Kajetan hat geschrieben:
Natürlich haben die Jungs hier keine Kristallkugel gehabt, mit der sie zu 100% korrekt die Zukunft von Facebook voraussagen können. Aaaaaaber ... in den letzten 15 Jahren sind gerade solche Community-Angebote wie Facebook schnell groß und populär geworden und wenige Jahre später in der Bedeutungslosigkeit verschwunden oder gar ganz eingestellt worden. Facebook ist ohne seine User NICHTS und wenn diese in ausreichender Zahl ausbleiben, dann ist da auch nichts mehr, mit dem man Geld verdienen könnte. Gerade Myspace ist ein Paradebeispiel für die hohe User-Fluktuation in diesem Bereich. Oder erinnert sich noch jemand an StudiVZ. Oder an die Hysterie um Second Life? Oder davor an Cycosmos, DER Highflyer der New Economy?
Ich sehe das ähnlich wie SethSteiner, man muss Facebook schon eine gewisse Sonderstellung innerhalb des ganzen Social-Media-Eintagsfliegenschwarms zugestehen. Es wäre beispielsweise 2008, also zu Hochzeiten von MySpace, in kaum einer Branche zu erwarten gewesen, dass sich irgendwelche Arbeitgeber, wenn Sie gerade Leute einstellen, standardmäßig die MySpace-Profile der Bewerber ansehen und daraus ihre Schlüsse ziehen. Bei Facebook dagegen sollte man besser stets mit sowas rechnen. Dass dies bei MySpace & co anders war ist kein Wunder, war doch dort kaum jemand mit Klarnamen unterwegs, zudem war MySpace (ebenso wie StudiVZ kurz darauf, auch wenn letzteres bereits eine gewisse Tendenz in Richtung Facebook hatte) ja eher eine Ich-lad-mal-ein-paar-Partyfotos-hoch-und-poste-MP3s-von-meiner-Kellerband-Plattform.

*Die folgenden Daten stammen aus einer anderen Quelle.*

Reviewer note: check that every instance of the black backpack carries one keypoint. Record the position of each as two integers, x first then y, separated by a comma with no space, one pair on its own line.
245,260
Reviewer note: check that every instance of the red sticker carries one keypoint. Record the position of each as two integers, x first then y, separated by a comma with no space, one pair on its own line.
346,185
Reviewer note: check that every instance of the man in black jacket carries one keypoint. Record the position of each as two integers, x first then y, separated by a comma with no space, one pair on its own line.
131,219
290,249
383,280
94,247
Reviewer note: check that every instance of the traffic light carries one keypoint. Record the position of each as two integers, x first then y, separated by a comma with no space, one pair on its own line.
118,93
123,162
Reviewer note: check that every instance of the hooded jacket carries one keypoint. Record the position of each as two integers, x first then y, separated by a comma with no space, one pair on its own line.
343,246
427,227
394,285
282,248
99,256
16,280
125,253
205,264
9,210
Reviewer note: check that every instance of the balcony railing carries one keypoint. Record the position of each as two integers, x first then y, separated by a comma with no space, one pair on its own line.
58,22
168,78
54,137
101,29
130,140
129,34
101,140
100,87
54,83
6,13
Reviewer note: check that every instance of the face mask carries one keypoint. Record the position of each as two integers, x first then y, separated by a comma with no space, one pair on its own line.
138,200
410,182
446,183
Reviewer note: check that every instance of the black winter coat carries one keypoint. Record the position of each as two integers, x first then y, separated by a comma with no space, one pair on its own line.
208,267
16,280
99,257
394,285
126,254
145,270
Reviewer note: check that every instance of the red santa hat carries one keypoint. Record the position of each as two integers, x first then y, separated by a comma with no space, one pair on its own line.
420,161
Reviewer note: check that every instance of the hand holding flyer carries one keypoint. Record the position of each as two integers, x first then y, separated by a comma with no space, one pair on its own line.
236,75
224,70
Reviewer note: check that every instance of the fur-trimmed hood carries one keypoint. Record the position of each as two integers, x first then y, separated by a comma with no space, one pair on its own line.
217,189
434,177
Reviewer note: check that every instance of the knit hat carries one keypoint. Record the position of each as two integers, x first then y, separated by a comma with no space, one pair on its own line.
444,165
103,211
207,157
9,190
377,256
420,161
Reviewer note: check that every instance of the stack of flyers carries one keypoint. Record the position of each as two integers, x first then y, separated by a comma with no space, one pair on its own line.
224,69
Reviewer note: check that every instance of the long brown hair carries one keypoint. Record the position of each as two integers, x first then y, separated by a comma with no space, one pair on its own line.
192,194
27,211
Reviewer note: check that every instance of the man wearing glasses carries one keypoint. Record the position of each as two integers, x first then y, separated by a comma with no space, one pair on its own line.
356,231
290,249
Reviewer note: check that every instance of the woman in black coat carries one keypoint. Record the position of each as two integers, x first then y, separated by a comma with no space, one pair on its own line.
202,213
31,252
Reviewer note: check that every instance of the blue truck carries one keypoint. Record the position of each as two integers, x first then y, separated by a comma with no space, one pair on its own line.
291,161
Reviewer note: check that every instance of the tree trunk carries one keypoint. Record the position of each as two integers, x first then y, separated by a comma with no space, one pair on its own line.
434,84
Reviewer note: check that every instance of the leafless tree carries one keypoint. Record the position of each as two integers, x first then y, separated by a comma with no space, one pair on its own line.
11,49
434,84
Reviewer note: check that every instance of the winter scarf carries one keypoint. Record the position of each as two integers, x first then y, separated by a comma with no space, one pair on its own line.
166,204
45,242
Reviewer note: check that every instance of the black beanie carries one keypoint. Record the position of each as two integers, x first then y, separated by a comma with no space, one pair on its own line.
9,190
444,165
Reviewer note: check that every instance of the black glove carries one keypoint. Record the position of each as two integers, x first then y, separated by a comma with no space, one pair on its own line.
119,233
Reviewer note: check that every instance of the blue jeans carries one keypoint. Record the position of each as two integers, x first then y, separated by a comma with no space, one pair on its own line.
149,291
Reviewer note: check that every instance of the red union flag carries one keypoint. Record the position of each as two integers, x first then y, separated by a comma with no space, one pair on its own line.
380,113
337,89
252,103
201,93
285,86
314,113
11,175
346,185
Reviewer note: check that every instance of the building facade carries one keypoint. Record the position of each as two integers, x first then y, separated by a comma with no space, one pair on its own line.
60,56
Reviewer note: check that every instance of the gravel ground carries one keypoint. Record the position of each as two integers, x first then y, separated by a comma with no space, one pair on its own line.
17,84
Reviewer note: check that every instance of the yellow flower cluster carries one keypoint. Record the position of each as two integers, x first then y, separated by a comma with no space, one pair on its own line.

Facebook dagegen hat es (leider) sehr erfolgreich verstanden sich mit der Offlinewelt zu verflechten, was es zumindest zu einem gewissen Grad resistent gegen schnellebige Onlinetrends machen wird. Dies scheint mir auch der eigentliche Zweck zahlloser Facebook-typischer Fragwürdigkeiten zu sein, wie z.B. der Gesichtererkennung, der unnötig verschachtelten & intransparenten Privatsphäreeinstellungen oder insbesondere auch der arg aufdringlichen "Hinweise" darauf, doch bitte unbedingt seinen Klarnamen dort anzugeben. Das Resultat ist, dass das Facebook-Profil (im Gegensatz zur eher spaßorientierten Konkurrenz) tatsächlich mehr und mehr zur gesellschaftlich akzeptierten Repräsentation einer jeweiligen realen Person heranreift, sich quasi direkt neben Adresse, Telefonbucheintrag und Lebenslauf einreihen kann. Es soll durchaus Branchen geben, in denen man sich eher schlechte Jobchancen ausrechnen kann, wenn man
kein Facebook-Profil hat. Facebook hat in der Offlinewelt Wurzeln geschlagen, die ihm einen Halt geben, den StudiVZ, MySpace usw. niemals hatten. Das heißt natürlich nicht automatisch, dass Facebook alle Zeiten (oder auch nur die nächsten zehn Jahre) überdauern wird, aber es ist in jedem Fall besser vorbereitet als alle seine Vorgänger.
Edit: Je mehr ich darüber nachdenke, desto mehr scheint mir genau das der springende Punkt zu sein: MySpace, SecondLife (allein der Name schon) und (ich rede von der tatsächlichen Nutzung, nicht davon wie es ursprünglich einmal gedacht war) auch StudiVZ setzen den Akzent sehr stark auf die Erschaffung einer Persona, einer alternativen oder auch stilisierten Online-Repräsentation der eigenen Person. Facebook dagegen erhebt einen Authentizitätsanspruch, der seinesgleichen sucht - das Facebook-Profil von sagenwirmal Sharkie ist eben nicht "Sharkies Facebook-Avatar", sondern es
ist Sharkie. Irgendwie bedenklich (ja, ich habe einen Account...).